The civil rights movement finally made Black suffrage a reality by winning passage of the Voting Rights Act of 1965. During the Vietnam War, student activists pushed for a younger voting age, pointing out with outrage that 18-year-olds could be drafted but not vote. The voting age was lowered to 18 in 1971.

Exclusion maneuvers. In 2012, with people of color on their way to becoming the U.S. majority, Black and Latino votes were blatantly undermined.

Tactics included doling out voter misinformation and purging names from the rolls. The billionaire-funded American Legislative Exchange Council (ALEC) influenced several states to pass restrictive voter ID laws that put up obstacles for many low-income voters, people with disabilities, and voters of color.

Florida deterred voters by passing an ID law and cutting back on early voting. This especially affected poor and working-class women, many of them of color, who were robbed of their chance to vote on an initiative to withhold state funds from abortion services. (It failed anyway.)

The restrictive new laws mean that names can now be purged if the address on a driver’s license doesn’t match voter registration records. Criminal records and other public information are also used to eliminate registrants whose names match that of a felon or someone deceased. Some states tried to remove registered voters on the suspicion of lack of citizenship. In California, according to reporter Gary Palast, newly registered voters were purged if they had “suspicious” surnames.
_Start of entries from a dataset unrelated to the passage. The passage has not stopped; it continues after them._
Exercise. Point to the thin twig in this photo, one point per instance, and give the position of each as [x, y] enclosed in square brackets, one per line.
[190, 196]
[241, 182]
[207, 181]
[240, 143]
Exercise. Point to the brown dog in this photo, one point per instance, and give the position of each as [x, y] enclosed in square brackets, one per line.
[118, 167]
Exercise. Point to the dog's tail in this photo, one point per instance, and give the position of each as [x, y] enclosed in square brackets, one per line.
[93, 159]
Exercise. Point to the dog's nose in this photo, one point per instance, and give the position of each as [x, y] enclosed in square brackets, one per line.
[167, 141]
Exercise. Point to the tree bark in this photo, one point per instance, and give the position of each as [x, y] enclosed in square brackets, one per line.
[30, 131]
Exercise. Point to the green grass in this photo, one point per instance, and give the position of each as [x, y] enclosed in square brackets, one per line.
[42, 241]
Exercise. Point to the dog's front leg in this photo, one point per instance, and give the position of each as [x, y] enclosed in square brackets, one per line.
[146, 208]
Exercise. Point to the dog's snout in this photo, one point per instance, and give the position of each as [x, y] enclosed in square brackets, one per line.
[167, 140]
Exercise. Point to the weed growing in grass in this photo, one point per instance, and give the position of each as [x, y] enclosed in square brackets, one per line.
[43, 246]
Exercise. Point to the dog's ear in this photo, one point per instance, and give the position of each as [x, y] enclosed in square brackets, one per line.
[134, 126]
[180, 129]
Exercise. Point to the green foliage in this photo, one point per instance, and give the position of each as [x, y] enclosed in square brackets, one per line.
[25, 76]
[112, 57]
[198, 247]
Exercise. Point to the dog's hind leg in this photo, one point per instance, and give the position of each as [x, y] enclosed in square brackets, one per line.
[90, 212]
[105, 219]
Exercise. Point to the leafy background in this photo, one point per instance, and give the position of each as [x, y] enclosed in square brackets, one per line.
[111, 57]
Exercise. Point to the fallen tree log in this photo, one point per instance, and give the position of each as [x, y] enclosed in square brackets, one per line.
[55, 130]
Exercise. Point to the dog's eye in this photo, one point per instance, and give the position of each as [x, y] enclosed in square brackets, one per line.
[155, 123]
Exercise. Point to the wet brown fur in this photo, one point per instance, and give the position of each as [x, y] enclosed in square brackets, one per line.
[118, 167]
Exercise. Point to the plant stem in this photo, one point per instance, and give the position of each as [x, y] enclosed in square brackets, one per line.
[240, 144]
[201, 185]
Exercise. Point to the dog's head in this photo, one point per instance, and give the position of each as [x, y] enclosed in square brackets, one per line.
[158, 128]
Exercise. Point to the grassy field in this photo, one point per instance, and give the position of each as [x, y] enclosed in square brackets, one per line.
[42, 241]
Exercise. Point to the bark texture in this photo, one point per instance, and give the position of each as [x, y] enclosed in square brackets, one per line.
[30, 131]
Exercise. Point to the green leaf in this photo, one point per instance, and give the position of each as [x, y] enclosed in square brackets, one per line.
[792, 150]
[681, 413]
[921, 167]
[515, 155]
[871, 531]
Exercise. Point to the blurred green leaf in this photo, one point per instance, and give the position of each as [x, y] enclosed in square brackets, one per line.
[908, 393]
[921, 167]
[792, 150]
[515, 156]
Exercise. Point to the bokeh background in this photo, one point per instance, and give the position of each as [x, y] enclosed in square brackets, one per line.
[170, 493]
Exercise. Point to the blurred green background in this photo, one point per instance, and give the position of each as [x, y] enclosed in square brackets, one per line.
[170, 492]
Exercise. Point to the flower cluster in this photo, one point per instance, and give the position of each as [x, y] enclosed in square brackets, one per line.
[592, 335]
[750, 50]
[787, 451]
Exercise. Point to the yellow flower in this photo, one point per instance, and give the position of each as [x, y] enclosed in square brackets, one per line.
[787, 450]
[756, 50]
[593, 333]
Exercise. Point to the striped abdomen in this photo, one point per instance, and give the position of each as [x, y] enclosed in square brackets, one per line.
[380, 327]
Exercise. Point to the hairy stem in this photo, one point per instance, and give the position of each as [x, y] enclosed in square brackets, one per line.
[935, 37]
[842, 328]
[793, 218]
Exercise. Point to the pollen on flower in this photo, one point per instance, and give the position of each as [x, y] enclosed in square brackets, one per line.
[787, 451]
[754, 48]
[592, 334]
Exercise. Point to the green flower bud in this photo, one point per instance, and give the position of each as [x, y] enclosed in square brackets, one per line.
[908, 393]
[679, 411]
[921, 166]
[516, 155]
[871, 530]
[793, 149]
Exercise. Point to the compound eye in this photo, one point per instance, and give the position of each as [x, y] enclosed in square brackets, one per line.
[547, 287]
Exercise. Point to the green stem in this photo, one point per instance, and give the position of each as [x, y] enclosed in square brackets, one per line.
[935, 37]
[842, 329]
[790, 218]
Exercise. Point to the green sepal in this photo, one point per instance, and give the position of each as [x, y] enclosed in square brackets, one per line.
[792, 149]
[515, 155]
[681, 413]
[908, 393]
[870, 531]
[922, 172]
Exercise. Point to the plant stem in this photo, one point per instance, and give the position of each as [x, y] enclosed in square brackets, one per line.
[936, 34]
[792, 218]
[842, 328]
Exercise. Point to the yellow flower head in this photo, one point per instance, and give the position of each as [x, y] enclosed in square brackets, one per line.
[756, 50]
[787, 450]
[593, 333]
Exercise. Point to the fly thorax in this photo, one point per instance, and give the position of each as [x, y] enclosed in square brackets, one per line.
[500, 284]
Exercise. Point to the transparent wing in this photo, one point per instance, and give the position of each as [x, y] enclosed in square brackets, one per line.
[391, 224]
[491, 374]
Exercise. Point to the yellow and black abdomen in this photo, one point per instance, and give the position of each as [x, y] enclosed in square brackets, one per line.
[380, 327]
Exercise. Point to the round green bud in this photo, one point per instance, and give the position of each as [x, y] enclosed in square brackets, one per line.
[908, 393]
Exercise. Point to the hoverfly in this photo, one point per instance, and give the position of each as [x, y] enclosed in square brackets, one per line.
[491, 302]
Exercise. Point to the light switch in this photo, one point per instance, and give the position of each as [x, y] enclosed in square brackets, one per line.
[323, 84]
If voters removed from the rolls show up at the polls, they get a provisional ballot. What happened in Arizona this last election really hit home for me as a Chicana activist from that state. Over 600,000 voters, including many Latinos, were left out of initial official election results because they were given provisional ballots. Xenophobic Maricopa County Sheriff Joe Arpaio won his race — but he was declared the winner even when over 400,000 provisional ballots remained to be counted.

The disenfranchisement of felons is another form of voter suppression, one that especially impacts African Americans because of their disproportionate convictions as felons in the racist criminal justice system.

Elections as a tool for change. In response to the efforts to hold down the “undesirable” vote in 2012, Black, Latino, and Asian American activists stepped up efforts to get people to the polls, with some success. But the biggest form of voter suppression is that workers and the poor have nobody to vote for who represents their interests.

When Stephen Durham and I ran on FSP’s presidential ticket, we saw firsthand how parties lacking billionaire funding are kept in check. The Democrats make a stink about Republican voter suppression, but both parties quash the socialist vote.

To get on the ballot in all 50 states, a minor party would have to gather a total of about 700,000 signatures — as just one obstacle! This is the reason FSP decided to run a write-in campaign, so that we could use our precious resources for grass-roots campaigning. Even so, we had to jump tremendous hurdles — including harassment of Durham-López voters right at the polls by election officials in at least two states, New Jersey and Illinois. And, with scandals over the rejection of mail-in ballots popping up in states like Florida, who knows how many Durham-López mail-ins were rejected!

Electoral reform is desperately needed — things like publicly financed campaigns, enfranchisement of noncitizen residents and felons, equal ballot access for minor parties, and the elimination of voter ID laws.

The truth is, though, that we won’t get all these things under capitalism. (Though we could win some improvements with a militant mass movement.) But the battle is worth it! Elections and the fight for voting rights are tools we can use to build the impetus for making a revolutionary change — one that will finally translate into real democracy for the multiracial working class.